Display Classification Examples for the Best Model on the test set¶
The best model is gru1. The true classes on the test set will be comapred to the predicted labels.
# Create a data frame from the processed combined info column
test_df = pd.DataFrame(X_test, columns=['processed_combined_info'])
# Add the true labels
test_df['true_labels'] = true_classes
# Add the predicted labels from Model gru1
test_df['predicted_labels'] = predicted_classes_gru1
test_df.columns
Index(['processed_combined_info', 'true_labels', 'predicted_labels'], dtype='object')
# Pick 10 random samples
test_df.sample(n=12)
| processed_combined_info | true_labels | predicted_labels | |
|---|---|---|---|
| 93279 | obama welcom athlet special olymp lo angel ap michel obama welcom thousand athlet special olymp world game lo angel | SPORTS | SPORTS |
| 204617 | foreign tourist u hit record 2011 commerc depart say canada far 1 sourc foreign visitor 21 million follow mexico 13 4 million britain | TRAVEL | TRAVEL |
| 206836 | comedian live tweet oscar oscar night mean one thing us watch twitter feed obsess funniest snarkiest sarcast | COMEDY | COMEDY |
| 131969 | learn mom held onto good thing taught love love love daughter prais attempt accomplish tell beauti talent bodi perfect special show worthi love cheer give | PARENTING | PARENTING |
| 134196 | moment realiz go miss cut master photo cut line later settl 4 par two round mickelson sent home earli master | SPORTS | WELLNESS |
| 57326 | support bereav young person lose somebodi love pain may even long term consequ may feel alon lost | WELLNESS | WELLNESS |
| 149506 | unlik inspir norway plan lower divorc rate scienc agre accord new york time report base studi done social psychologist arthur aron new experi | DIVORCE | DIVORCE |
| 149648 | thing everi new mom know one tell matter mani parent book read mani niec nephew watch grow mani year clock babysit becom mom first time catapult entir foreign world could never fulli prepar expect | PARENTING | PARENTING |
| 133273 | obama asian pivot worldpost review week u presid barack obama visit asia meet u alli assur america back china rise becom domin power region light west weak respons putin takeov crimea asian alli concern whether u stand steadi event conflict break one alli china | WORLD NEWS | POLITICS |
| 24680 | hot pink extra hot right proof rihanna hillari clinton steer wrong | STYLE & BEAUTY | ENTERTAINMENT |
| 184322 | chip way healthi fall food think nice crispi chip part healthi diet think crisp fall air food form delici chip made season local grown food | WELLNESS | FOOD & DRINK |
| 191825 | kim kardashian hair revert pre kany look photo instagram went along tweet show kim k full face makeup old school hair even | STYLE & BEAUTY | STYLE & BEAUTY |
As stemming was used, many words are cut short to their stems making them look strange.

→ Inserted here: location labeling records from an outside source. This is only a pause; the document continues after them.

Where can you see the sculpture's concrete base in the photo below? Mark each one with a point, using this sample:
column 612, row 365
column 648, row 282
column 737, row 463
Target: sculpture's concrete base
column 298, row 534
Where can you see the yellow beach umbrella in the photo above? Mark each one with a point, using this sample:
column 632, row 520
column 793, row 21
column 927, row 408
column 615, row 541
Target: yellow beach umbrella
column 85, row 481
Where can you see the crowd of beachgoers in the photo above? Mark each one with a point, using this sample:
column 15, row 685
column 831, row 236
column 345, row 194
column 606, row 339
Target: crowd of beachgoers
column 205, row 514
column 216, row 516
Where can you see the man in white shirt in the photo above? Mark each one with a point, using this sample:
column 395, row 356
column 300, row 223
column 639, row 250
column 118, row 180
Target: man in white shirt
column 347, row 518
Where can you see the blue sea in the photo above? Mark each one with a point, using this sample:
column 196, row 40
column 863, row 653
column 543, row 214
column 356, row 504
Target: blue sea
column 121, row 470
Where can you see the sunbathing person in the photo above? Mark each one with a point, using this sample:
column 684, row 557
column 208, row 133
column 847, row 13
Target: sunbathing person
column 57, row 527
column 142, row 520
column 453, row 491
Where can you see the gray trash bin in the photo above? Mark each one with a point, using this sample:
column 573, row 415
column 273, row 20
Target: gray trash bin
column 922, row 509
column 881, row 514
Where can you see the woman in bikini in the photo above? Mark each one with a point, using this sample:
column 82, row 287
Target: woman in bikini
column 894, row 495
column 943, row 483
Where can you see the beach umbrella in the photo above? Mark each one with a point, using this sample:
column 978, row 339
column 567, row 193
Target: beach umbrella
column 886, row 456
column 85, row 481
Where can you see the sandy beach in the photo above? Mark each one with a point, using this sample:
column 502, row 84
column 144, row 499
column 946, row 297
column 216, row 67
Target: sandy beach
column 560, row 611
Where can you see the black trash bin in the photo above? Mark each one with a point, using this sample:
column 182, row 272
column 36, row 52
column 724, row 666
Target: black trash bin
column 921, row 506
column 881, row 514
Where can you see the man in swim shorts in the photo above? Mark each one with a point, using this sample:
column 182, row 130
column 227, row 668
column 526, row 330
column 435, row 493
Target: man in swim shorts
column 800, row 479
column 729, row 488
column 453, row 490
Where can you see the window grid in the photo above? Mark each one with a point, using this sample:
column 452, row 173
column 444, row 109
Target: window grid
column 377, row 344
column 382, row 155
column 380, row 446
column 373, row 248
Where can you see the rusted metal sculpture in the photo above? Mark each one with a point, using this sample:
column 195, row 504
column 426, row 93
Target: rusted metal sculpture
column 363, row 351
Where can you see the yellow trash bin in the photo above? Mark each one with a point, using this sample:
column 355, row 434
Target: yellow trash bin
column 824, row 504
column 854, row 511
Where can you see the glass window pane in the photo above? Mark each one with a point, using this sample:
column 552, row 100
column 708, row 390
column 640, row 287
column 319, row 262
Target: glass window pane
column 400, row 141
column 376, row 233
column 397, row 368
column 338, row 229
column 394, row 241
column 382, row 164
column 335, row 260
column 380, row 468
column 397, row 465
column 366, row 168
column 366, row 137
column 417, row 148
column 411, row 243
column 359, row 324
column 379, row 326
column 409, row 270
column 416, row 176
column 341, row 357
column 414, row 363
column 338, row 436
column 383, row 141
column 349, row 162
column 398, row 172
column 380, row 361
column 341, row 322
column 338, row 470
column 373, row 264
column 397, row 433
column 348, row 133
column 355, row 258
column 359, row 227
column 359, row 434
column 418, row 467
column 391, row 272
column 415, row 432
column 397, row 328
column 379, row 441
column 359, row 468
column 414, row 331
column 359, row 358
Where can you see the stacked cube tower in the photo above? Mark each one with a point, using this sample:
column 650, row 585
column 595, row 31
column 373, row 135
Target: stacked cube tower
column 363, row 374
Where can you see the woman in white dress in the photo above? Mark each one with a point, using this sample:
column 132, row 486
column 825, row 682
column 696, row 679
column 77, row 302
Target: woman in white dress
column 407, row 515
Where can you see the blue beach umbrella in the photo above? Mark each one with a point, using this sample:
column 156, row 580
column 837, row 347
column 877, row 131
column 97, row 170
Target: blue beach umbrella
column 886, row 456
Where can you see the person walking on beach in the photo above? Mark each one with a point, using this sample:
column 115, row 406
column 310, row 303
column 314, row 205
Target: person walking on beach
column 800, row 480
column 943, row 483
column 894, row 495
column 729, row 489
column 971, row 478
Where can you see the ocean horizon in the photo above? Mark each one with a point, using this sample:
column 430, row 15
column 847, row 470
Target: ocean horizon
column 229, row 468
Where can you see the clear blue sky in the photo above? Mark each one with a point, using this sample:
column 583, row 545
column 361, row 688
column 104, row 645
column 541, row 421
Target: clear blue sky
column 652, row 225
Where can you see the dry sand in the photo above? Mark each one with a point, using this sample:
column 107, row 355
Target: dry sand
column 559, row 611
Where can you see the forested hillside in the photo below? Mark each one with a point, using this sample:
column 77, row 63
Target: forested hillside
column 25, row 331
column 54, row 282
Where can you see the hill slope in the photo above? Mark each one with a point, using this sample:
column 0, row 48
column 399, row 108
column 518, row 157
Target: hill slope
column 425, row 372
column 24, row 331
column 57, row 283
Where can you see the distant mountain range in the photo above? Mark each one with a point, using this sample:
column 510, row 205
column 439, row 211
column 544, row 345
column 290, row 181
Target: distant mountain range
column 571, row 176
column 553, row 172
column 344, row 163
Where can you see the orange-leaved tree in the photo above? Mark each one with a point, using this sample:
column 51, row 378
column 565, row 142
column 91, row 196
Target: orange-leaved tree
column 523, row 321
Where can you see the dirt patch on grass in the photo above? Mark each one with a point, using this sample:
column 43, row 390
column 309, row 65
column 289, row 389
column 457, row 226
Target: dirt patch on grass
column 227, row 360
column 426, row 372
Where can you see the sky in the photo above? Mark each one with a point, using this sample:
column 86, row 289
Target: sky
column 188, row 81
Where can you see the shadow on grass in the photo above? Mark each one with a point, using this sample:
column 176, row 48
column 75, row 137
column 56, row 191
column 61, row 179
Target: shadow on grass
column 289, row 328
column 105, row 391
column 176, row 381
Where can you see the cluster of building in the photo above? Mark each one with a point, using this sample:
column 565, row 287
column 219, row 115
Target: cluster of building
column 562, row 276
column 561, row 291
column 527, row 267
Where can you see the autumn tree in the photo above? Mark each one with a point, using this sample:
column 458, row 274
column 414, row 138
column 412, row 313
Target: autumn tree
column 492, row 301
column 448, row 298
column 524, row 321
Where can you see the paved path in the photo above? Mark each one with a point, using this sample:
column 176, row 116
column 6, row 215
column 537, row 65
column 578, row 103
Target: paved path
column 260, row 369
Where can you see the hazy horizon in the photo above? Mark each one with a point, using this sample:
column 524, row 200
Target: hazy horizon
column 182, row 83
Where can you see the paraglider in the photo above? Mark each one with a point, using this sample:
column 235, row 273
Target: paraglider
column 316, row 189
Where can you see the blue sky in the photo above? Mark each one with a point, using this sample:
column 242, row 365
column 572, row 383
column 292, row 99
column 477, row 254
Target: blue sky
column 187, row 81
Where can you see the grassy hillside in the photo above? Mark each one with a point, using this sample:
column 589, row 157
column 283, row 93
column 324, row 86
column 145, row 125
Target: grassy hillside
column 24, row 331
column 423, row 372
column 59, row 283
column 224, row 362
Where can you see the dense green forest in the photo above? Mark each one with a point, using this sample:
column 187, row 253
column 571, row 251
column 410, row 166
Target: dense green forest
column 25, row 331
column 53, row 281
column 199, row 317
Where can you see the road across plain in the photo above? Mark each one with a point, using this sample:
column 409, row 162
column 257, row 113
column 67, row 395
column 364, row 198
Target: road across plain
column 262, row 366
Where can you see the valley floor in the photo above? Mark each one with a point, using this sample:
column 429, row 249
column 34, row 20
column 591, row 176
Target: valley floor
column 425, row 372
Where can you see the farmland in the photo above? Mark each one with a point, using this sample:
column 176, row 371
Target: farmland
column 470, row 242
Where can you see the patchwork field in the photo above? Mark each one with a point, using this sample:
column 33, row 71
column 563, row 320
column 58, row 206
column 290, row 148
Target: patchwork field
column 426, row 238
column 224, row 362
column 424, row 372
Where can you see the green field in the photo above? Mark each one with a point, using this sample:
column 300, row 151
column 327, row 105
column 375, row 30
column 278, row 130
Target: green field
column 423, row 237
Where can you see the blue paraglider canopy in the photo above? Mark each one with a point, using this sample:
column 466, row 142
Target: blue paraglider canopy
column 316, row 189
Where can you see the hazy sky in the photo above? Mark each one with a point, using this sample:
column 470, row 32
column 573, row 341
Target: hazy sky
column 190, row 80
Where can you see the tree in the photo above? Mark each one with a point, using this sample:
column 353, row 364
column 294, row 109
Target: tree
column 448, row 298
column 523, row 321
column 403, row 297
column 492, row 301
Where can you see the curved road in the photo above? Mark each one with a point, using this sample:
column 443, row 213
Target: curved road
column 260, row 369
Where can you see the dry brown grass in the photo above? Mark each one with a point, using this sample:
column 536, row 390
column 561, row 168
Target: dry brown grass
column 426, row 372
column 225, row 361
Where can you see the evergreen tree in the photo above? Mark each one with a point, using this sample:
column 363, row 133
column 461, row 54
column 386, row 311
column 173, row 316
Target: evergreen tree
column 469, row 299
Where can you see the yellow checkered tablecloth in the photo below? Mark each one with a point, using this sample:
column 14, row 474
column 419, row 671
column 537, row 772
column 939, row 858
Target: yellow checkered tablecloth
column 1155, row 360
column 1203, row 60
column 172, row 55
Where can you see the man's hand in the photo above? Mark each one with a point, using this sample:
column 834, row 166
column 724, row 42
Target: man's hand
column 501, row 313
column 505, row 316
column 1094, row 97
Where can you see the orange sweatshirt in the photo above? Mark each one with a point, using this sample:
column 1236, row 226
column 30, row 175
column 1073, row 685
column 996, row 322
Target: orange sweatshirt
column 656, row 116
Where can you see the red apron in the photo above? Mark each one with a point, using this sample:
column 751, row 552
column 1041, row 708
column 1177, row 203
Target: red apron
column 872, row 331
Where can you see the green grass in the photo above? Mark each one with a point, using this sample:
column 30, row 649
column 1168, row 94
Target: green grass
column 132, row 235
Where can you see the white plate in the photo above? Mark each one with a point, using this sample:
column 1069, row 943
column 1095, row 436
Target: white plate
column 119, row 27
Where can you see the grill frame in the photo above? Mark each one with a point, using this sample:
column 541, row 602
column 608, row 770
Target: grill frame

It is interesting to see how the model predicted the classes. Some summaries are difficult for a human to classify.
Conclusion¶
Merging several similar categories proved to be very successful in classifying the various categories. The implementation of RNNs also improved the classification accuracy over the baseline logistic regression model. For further details of the project please refer to the accompanying report.